How they're holding up two years later
They are doing pretty well after two years of use! They still have a nice shine to them and still have the natural concrete look. I haven't babied them, so they're definitely seeing signs of wear.
Water: I store our dish scrubber on the countertop, so a puddle of water will pool on top of the counters for hours/days. I worried it would break down the finish and cause big issues like mold, but the only problem is it darkens the tone. Since I don't mind the darker shade, water on the surface doesn't bug me at all.
Heat: I somehow forgot that I had (essentially) a coating of plastic on my counters when I sat a hot cookie sheet on top of them. It didn't sit there long before I remembered the many days of labor I put into the countertop project, but the cookie sheet definitely left a burn mark. There are a few small spots where the finish completely melted away.
Chemical: I sat down some laundry spray on the counters only to come back the next day to find an oval-shaped haze on the counter from where the product leaked out of the bottle. I haven't managed to get rid of these, but the haze has dissipated over time and blended into the other markings.

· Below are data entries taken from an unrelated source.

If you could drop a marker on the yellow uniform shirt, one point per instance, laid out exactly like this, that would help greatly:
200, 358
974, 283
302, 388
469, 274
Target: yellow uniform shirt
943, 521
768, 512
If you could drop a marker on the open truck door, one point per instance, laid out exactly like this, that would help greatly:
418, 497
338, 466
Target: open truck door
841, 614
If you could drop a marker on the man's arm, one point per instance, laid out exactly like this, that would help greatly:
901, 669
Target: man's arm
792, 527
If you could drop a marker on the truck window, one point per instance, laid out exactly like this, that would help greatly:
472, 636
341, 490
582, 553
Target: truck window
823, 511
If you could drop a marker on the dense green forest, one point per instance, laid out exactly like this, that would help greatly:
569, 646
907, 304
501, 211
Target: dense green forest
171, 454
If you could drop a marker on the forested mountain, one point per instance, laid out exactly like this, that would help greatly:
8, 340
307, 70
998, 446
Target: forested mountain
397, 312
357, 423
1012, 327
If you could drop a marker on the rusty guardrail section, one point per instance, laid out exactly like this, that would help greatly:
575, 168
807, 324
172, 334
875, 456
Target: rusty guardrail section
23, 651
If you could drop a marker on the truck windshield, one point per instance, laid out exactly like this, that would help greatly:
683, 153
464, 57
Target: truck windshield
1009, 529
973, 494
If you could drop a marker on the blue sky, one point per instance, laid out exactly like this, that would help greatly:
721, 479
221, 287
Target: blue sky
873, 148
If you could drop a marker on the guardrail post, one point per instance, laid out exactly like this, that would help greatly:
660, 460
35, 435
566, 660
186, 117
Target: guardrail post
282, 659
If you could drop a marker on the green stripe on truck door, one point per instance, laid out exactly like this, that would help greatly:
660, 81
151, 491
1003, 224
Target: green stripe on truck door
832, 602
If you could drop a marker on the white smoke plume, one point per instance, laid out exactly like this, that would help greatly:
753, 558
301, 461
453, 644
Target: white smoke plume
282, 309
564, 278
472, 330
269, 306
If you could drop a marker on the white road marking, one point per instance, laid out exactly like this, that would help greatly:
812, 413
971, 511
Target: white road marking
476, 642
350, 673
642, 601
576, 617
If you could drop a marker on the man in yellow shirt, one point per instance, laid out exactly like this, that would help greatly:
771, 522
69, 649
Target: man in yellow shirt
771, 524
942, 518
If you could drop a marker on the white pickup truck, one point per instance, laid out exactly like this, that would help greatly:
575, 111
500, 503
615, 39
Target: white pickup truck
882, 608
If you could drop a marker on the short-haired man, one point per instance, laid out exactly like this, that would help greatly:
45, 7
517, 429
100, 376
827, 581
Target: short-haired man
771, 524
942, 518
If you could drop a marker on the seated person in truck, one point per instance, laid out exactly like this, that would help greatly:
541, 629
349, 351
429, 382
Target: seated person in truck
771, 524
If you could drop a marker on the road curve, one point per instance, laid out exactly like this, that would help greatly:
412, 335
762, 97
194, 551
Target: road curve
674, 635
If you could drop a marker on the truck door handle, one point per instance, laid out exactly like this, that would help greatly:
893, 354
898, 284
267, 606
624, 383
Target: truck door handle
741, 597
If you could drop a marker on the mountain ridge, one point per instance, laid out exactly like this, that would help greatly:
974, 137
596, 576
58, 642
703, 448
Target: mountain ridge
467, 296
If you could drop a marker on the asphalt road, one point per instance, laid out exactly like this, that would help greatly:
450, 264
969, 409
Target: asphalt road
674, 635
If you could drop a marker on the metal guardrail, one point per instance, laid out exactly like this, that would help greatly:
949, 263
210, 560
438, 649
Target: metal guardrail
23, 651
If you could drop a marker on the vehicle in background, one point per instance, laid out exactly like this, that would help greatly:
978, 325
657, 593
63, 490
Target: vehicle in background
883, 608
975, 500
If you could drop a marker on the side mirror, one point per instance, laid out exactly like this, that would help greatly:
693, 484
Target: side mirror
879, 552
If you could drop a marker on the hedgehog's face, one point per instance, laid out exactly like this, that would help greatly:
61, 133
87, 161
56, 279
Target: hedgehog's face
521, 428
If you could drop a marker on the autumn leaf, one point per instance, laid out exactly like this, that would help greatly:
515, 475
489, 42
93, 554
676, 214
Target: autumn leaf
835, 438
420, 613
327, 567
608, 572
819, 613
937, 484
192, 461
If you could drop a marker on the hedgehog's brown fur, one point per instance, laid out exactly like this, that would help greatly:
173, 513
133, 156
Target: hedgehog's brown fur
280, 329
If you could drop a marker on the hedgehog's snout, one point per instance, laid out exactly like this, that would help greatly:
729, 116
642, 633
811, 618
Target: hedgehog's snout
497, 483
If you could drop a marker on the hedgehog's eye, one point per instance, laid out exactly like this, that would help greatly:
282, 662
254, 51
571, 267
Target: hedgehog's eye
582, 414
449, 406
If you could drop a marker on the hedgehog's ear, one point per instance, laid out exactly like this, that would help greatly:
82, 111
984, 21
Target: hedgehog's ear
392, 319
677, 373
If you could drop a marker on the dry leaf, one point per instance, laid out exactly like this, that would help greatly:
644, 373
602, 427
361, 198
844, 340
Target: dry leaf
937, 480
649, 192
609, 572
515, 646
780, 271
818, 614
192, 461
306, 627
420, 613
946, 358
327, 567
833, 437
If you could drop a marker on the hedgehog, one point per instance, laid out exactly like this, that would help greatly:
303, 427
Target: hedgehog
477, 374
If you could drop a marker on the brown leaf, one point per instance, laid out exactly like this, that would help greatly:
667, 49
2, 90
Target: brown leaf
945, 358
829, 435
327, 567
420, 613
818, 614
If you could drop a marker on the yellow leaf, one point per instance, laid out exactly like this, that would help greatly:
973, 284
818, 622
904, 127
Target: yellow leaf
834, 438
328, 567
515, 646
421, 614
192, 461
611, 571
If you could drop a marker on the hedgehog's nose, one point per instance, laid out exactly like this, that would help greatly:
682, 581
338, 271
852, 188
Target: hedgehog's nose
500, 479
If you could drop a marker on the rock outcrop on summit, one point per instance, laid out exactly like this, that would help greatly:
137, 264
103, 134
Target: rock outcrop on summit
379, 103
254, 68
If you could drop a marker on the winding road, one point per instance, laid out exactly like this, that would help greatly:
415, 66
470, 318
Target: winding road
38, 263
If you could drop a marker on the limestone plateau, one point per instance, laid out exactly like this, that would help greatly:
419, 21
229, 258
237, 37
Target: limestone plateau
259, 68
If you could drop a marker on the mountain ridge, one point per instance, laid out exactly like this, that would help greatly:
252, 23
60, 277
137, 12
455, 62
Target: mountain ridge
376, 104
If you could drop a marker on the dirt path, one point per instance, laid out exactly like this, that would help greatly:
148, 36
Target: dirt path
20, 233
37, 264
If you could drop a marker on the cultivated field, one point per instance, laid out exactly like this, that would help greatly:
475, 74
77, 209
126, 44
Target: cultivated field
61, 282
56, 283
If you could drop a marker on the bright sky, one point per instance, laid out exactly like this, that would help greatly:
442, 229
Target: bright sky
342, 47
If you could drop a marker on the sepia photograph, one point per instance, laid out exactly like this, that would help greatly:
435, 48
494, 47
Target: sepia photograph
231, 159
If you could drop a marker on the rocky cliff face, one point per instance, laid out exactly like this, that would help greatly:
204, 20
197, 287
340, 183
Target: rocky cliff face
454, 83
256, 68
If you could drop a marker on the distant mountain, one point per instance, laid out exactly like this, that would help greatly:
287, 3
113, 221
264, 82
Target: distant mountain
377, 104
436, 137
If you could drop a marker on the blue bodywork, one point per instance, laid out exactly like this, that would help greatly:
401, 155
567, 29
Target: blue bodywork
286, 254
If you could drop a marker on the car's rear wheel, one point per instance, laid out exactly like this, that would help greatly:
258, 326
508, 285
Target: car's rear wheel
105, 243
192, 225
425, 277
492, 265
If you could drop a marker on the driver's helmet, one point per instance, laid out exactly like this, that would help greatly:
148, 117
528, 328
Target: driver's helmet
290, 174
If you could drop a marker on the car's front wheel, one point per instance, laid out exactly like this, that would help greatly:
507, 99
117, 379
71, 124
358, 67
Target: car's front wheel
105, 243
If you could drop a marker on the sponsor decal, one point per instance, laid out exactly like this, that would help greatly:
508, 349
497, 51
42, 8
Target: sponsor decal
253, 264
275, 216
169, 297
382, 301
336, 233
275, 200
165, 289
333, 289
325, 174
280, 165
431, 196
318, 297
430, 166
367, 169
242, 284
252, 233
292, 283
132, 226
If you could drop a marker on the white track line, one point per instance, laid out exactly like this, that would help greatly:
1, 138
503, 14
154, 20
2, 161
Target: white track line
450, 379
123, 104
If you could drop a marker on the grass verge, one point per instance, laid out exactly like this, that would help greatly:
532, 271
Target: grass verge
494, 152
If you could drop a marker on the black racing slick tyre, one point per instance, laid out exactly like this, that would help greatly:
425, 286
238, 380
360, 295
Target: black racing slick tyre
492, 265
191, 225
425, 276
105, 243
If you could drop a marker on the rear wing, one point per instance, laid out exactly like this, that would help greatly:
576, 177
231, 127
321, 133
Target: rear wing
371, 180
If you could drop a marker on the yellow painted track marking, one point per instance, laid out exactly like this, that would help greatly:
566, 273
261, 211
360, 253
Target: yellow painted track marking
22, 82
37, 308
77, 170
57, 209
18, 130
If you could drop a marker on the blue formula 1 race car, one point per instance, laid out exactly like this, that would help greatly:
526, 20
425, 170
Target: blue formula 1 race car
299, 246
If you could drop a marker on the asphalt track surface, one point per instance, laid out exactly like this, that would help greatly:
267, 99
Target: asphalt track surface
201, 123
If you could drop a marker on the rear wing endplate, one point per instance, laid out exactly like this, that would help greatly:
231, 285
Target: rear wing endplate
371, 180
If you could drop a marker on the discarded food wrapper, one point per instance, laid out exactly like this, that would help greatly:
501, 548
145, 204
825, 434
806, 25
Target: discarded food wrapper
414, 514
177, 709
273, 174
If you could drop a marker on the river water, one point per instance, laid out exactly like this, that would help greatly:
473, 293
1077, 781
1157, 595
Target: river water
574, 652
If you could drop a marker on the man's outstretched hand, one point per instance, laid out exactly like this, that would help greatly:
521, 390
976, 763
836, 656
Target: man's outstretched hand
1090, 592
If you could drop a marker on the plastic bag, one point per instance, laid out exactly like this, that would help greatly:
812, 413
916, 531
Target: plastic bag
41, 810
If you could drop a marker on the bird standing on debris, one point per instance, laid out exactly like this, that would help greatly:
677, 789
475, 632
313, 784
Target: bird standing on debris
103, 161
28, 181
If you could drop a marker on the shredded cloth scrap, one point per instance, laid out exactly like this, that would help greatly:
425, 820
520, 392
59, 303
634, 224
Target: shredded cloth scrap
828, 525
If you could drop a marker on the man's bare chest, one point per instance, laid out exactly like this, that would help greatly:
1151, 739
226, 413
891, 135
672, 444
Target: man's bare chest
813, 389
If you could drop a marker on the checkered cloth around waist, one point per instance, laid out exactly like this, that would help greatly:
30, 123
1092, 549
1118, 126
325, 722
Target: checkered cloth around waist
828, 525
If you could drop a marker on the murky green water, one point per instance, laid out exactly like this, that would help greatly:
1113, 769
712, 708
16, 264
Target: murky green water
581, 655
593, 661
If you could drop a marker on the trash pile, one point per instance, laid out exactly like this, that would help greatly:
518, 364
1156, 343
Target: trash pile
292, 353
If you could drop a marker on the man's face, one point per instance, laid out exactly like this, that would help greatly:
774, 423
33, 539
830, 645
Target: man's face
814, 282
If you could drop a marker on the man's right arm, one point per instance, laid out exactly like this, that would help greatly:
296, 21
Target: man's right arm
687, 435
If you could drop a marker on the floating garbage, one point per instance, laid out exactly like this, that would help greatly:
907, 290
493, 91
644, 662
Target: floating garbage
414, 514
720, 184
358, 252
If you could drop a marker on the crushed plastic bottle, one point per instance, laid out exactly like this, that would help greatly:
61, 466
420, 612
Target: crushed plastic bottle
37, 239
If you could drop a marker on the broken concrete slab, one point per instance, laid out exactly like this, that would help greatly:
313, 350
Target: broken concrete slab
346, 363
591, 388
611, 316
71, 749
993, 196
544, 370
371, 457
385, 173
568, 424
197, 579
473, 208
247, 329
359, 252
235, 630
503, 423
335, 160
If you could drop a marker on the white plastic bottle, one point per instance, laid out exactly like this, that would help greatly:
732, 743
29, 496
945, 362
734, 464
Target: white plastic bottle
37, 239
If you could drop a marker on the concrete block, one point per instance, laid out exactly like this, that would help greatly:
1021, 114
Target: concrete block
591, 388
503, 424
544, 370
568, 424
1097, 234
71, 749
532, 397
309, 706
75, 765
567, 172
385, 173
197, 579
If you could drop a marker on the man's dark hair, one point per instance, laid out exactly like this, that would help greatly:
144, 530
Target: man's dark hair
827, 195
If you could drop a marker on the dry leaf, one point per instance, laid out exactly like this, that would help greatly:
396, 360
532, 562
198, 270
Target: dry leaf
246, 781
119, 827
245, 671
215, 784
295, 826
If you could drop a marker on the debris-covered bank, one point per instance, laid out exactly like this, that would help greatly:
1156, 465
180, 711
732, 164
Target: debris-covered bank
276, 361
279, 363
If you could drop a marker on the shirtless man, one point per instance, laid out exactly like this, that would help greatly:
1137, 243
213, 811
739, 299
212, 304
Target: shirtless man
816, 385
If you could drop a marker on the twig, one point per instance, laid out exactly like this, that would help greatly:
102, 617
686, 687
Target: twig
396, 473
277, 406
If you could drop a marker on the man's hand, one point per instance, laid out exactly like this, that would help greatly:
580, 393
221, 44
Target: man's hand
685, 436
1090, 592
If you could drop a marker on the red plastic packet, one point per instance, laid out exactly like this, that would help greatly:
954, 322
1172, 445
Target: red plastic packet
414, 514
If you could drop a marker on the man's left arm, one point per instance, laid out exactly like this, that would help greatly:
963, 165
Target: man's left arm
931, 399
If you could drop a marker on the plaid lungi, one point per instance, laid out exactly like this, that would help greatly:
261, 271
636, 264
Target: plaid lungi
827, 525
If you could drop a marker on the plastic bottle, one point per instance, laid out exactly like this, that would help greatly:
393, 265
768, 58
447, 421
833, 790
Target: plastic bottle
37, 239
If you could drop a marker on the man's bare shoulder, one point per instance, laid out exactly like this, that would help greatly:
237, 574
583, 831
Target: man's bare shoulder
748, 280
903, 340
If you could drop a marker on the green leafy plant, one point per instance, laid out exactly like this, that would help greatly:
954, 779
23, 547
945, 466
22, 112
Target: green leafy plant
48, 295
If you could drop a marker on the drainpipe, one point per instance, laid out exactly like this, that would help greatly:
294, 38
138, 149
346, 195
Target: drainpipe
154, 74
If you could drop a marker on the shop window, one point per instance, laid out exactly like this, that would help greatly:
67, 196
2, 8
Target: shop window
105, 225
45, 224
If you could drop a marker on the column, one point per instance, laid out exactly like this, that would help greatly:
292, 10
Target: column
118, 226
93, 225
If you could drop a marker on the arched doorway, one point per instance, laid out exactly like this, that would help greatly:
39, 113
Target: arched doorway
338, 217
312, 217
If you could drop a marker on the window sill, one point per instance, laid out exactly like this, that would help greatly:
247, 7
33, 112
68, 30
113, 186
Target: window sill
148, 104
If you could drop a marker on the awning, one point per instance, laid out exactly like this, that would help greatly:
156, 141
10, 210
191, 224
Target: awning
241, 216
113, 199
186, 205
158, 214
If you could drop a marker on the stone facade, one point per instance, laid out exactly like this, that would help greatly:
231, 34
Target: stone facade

Rust: The bottom of my coffee maker started rusting and left a nice orange spot on the surface of the counter. I used some Bar Keepers Friend to buff off the rust, though I scrubbed through a layer of coating because it's a bit more dull there. It isn't attracting any issues, so I don't mind!
My review? Overall, I love the concrete counters and how much this project transformed the kitchen. I would do it again in a heartbeat.